The race to replace Paul Martin as leader of the Liberal party is already heating up, but John Manley said on Wednesday that he doesn't want the job.

"While I hope to play a role in the renewal, healing and unification of the Liberal party, I have decided for personal reasons that I will not be a leadership candidate," the former deputy prime minister wrote in an opinion piece published in the Globe and Mail on Thursday.

During an election night broadcast on CBC Television, Manley acknowledged that he had been lobbied to seek the party's top job.

He was reacting to Martin's announcement that he would not lead the Liberals into another election, made a few hours after election results confirmed that the Conservatives under Stephen Harper would form a minority government.

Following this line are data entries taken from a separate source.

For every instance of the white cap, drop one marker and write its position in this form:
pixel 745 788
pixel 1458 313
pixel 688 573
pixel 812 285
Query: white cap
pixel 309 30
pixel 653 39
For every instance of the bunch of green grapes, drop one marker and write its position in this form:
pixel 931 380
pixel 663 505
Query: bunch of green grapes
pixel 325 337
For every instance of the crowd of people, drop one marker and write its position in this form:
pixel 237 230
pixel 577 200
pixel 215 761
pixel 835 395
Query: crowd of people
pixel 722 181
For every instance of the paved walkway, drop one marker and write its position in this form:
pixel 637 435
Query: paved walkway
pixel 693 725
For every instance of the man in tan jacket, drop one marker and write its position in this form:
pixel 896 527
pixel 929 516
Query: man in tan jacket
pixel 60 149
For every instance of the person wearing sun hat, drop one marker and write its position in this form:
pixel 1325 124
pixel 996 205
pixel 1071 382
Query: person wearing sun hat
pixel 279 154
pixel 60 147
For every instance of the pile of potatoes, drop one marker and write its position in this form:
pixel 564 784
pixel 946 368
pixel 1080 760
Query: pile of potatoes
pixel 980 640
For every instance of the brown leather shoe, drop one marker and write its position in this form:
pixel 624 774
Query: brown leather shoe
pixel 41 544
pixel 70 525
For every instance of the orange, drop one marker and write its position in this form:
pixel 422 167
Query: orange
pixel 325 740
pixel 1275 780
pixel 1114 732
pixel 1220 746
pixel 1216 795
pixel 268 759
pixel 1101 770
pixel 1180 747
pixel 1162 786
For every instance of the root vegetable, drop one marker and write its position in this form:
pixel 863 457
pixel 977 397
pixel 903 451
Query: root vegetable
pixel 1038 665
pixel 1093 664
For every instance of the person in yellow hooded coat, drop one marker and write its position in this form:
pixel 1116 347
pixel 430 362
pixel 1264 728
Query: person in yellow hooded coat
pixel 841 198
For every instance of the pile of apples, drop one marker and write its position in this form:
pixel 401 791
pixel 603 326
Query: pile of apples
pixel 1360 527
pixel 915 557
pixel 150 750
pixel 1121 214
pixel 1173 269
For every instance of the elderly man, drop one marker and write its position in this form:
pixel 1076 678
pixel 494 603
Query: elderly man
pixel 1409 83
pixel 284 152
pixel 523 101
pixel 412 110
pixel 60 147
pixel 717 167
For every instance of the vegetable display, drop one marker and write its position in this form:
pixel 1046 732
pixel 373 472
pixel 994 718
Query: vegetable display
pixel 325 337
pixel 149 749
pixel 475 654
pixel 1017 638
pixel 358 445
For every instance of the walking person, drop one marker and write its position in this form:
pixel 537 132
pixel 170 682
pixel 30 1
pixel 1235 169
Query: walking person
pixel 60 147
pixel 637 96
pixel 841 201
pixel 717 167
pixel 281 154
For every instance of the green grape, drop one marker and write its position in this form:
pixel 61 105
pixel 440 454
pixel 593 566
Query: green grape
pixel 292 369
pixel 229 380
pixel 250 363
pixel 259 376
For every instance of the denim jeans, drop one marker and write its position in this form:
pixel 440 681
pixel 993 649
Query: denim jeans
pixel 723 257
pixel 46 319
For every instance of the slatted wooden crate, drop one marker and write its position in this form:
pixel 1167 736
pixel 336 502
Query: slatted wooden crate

At the same time, Manley poked fun at his bland image.

"Some may want a dynamic, charismatic leader. Some others may support me," he told the CBC's Peter Mansbridge.

Manley dropped out of the race to succeed former prime minister Jean Chrétien in 2003, conceding he could not beat Martin. He left politics shortly afterwards to return to practising law and sit on a number of corporate boards.

Frank McKenna is regarded as the early frontrunner to succeed Martin. He resigned his post as ambassador to the United States on Wednesday.

McKenna is expected to inherit much of Martin's political organization.

Some in the party are concerned that the national executive wants to hold a leadership convention as soon as this fall, an early date that would favour McKenna.

Other possible leadership contenders, such as Belinda Stronach, Scott Brison, Martin Cauchon, Ken Dryden and Michael Ignatieff, don't have the same level of organization in place to challenge him for the job.

The national executive has to weigh several factors in choosing a date.

The precarious nature of the Conservative minority government is one.

Another is the fact that the party constitution says a convention can't be held for five months after membership sales are cut off.

The Canadian Press reports party insiders suggest the convention is likely to be held some time between November 2006 and March 2007.